Filomena Marcantonio è il nuovo vertice provinciale del Partito Democratico nel Sannio.
Nel suo intervento di insediamento, nel corso del Congresso in corso stamani presso Palazzo Paolo V a Benevento, Marcantonio ha delineato le priorità politiche e programmatiche per il rilancio del partito e dello sviluppo del territorio.
“È bello vedere questa sala e i vostri occhi – ha dichiarato la neo segretaria Marcantonio – perché in essi vedo appartenenza, dignità e una comunità che non ha smesso di credere nel Partito Democratico. Questa è la forza della nostra casa, che oggi dobbiamo proteggere, ricostruire e far vivere.
Tra le sfide si impongono l’unità del partito e il campo largo: “Le divisioni consumano l’identità, l’unità restituisce autorevolezza, stabilità e capacità di proposta.
Coerentemente con la nuova fase politica aperta dalla vittoria del centro sinistra alle regionali, vogliamo costruire un campo largo, aperto e senza subalternità, capace di confrontarsi sui programmi e sui contenuti e di offrire risposte concrete ai cittadini".
Marcantonio ha sottolineato l’importanza dello sviluppo economico come base della giustizia sociale: “Non basta parlare di diritti e redistribuzione se non c’è crescita.
La produttività e il lavoro dignitoso sono la nostra identità e il cuore del nostro programma.
”Grande attenzione è stata dedicata al mondo agricolo e alle filiere locali: “Il Sannio è terra agricola con enormi potenzialità.
Dobbiamo sostenere chi coltiva, premiare chi investe e promuovere filiere agroalimentari di qualità, puntando su innovazione, tecnologie e collaborazione tra imprese, territori e consumatori.”
“Occorre creare un Tavolo permanente di coordinamento tra agricoltura, turismo, imprese innovative, GAL e consorzi di tutela.
Solo lavorando insieme possiamo trasformare le potenzialità del Sannio in opportunità concrete.
Non sono mancati riferimenti alla sfida dello spopolamento e della fuga dei giovani: “Salvare le aree interne significa costruire futuro, offrire opportunità di lavoro e qualità della vita, trasformando isolamento in connessione.”
E poi, “...il cuore del Partito Democratico sono i Circoli, luoghi di comunità e partecipazione. Dobbiamo formare una classe dirigente capace di proporre politiche efficaci dal territorio fino ai livelli più alti delle istituzioni".

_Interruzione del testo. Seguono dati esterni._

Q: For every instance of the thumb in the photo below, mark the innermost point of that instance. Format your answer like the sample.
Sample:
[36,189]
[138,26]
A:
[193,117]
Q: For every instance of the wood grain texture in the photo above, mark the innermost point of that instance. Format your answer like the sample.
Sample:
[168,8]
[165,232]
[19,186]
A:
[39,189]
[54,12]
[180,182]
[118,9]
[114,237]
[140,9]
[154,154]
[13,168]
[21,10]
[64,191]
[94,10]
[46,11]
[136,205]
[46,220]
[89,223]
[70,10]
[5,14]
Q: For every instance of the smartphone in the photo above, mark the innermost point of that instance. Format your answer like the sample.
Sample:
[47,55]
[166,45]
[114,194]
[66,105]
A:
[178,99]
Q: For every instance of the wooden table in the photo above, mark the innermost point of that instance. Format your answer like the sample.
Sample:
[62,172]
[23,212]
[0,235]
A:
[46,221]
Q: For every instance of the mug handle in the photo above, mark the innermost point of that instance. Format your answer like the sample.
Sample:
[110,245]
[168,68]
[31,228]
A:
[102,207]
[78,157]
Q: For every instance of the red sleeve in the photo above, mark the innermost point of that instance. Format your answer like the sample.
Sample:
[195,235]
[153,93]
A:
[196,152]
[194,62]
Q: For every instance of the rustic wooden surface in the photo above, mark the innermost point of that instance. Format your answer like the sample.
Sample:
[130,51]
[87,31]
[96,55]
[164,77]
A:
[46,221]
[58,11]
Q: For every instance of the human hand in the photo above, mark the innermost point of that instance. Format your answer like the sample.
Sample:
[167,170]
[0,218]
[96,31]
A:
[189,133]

Marcantonio ha concluso con un richiamo ai valori di libertà, democrazia e comunità: “Il Partito Democratico non è solo un simbolo.
È una casa viva.
Noi siamo qui per servire, per guidare e per costruire insieme un futuro in cui ognuno possa sentirsi parte della nostra comunità”.

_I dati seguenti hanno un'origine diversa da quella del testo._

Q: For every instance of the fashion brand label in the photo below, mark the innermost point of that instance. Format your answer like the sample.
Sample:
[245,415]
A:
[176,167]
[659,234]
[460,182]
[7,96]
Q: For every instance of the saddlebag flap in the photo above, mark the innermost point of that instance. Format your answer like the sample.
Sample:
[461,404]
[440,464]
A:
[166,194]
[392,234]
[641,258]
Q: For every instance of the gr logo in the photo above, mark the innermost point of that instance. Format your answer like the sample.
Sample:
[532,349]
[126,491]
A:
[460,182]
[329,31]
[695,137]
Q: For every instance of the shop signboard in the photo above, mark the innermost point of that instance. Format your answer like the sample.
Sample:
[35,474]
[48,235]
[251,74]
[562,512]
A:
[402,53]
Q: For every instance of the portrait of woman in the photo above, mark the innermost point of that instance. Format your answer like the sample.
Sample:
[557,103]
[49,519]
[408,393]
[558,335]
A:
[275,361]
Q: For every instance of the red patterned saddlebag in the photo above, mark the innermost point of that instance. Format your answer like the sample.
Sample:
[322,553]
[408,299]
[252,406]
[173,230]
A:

IL NEO PRESIDENTE FUSCO: "PRONTI PER UN PARTITO PIU’ APERTO, PLURALE E INCLUSIVO"
Sulla stessa linghezza d'onda, Vito Fusco il neo presidente eletto che pone l’attenzione su campo largo e aree interne: “Pronti al dialogo con chi si riconosce nel campo progressista, per garantire lo sviluppo del nostro territorio”.
“Inizia oggi una fase nuova, un percorso nuovo per il nostro Partito. Innanzitutto voglio ringraziare chi ci ha preceduto e poi rivolgere i miei più sinceri auguri di buon lavoro alla nostra neo segretaria, Filomena Marcantonio.
Voglio anche ringraziare i nostri compagni per la fiducia riposta nella mia persona; per me è un onore ricoprire il ruolo di Presidente della Federazione Provinciale del Partito Democratico Sannita che per me non rappresenta una carica bensì una responsabilità per un disegno collettivo”.
“Il perimetro del Partito è chiaramente ed evidentemente all’interno del centro sinistra e del campo progressista. Dobbiamo avviare un dialogo proficuo con tutte le forze che si riconoscono in questo campo progressista, un dialogo fattivo e con pari dignità.
Bisogna avere la capacità di elaborare visioni e progetti per garantire un futuro degno al nostro territorio. Il nostro obiettivo è quello di dar vita a un partito aperto, inclusivo e plurale”.
“Noi siamo impegnati in una lotta di resistenza e per questo è necessario riunire le migliori energie della nostra terra per dar ad essa il futuro che immaginiamo.
E’ una sfida che va raccolta, sicuramente difficile, ma è il compito della politica servire la collettività e produrre benessere.
Per questo dobbiamo dialogare in maniera costruttiva con tutte le altre forze progressiste per combattere al meglio i fenomeni della marginalizzazione economica, dello spopolamento e dell’invecchiamento e per questo dobbiamo elaborare anche una capacità di proposta”.